Here’s the reality folks….we are in unusual times and NO ONE definitively knows what to do! We can share what we learn from analysts and economists, factor in what projections the Bank of Canada has made and analyze your circumstances to assess what options might accommodate you best. But at the end of the day, you, as the consumer need to understand where you are at to determine where you want to go when you come to a crossroads. It’s way easier (and less stressful) to be proactive than reactive!
Static variable mortgage vs non static variable mortgage (or adjustable rate mortgage)?
A static variable mortgage means your monthly payment stays the same despite interest rate increases, but the bank puts more of your money towards interest and less towards the principal. As a result the amortization of the mortgage increases. A non static variable mortgage means that the bank adjusts your payment to reflect the increased interest required by increased interest rates. As a result, amortization remains stable.
Trigger rate and trigger point?
If you hold a static variable rate mortgage, you need to know what these terms mean. You’ve reached the ‘Trigger Rate’ when the interest rate rises to the point that the entire fixed payment is 100% interest. You’ve hit the “Trigger Point” when your principal debt has crept back up to its original level, or higher as a result of making interest only payments for a long period.
OMG I have a variable rate mortgage, what do I do?
The good news is you have options. Everyone’s options will look different depending on what their circumstances are and what their capacity for payments is and what their risk tolerance is. A good mortgage broker will look closely at your entire financial landscape and see options outside the traditional boxed ones every broker is writing about.
I am in a fixed rate mortgage, none of this applies to me right?
(Cue buzzer sound) WRONG. If you’re a homeowner you will have to renew at some point. You should have a mortgage review done, re-visit your current budget (as everyone’s has changed post pandemic), and explore all the options available to you so you can be proactive and prepared so you can make education decisions with confidence (or at least some sense of faith).
Geez, what should I do?
Easy! 1. Check what mortgage product you are in. 2. If you are in a static variable mortgage ask how your lender manages trigger rate and trigger point. 3. Talk to a mortgage broker to assess your options. Your lender can only offer their own products and rates. I have access to 90+ lenders. It costs you ZERO to do a mortgage review and might save your family $000’s!

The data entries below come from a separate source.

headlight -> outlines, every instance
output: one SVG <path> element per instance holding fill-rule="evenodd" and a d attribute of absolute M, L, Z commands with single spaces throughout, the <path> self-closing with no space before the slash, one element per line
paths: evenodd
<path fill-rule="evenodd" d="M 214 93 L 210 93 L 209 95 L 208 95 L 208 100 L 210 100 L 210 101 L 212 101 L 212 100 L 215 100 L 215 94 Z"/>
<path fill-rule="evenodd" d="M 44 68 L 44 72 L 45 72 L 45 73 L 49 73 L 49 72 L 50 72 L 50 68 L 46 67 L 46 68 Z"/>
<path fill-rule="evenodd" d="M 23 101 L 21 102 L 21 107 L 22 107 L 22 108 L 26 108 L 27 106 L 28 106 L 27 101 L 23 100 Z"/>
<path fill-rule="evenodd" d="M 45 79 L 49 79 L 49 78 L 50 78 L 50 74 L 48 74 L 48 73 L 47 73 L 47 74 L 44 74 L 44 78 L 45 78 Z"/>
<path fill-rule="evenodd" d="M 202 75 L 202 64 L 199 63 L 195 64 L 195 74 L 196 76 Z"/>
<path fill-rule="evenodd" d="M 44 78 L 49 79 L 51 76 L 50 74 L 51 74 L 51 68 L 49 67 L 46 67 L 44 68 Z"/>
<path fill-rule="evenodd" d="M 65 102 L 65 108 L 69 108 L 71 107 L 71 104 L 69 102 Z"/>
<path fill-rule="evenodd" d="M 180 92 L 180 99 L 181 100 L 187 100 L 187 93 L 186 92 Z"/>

The last few years, we as a society have seen and endured many changes. And then those changes changed a few times too! As a result, there are so many unknowns out there…. From travel restrictions and requirements, to health policies and procedures to constantly shifting stock and financial markets. The only way to navigate life these days IS to ask questions, and and ask them often. Now more than ever, it is crucial for us as individuals to be our own advocates to ensure our physical and mental health, as well as our financial health. The glory days of being able to sit back and “let things ride” are no longer, as service providers, services and products are less easily available or accessible and those that are, are stretched thin. It’s much less stressful to be proactive than reactive, as the consequences of not asking questions in this economy could be harsh and long lasting. I’m no doctor or counsellor (although as a mom of 3, I often feel like it), but I can help you keep your financial health in order. Interest rates have risen so much that anyone in a variable rate mortgage absolutely MUST go to their lenders and ask some questions. You need to know what kind of mortgage you have, when your term ends, what your payments are, and how your trigger rate and trigger point are determined. If the answers to those questions leave you uncomfortable, worried or slightly queazy, you’re not alone. A recent Globe and Mail article noted, “Nearly three in every 10 homeowners with a mortgage had a variable interest rate at the end of 2021, according to the Bank of Canada. Of those, four out of five had fixed payments.”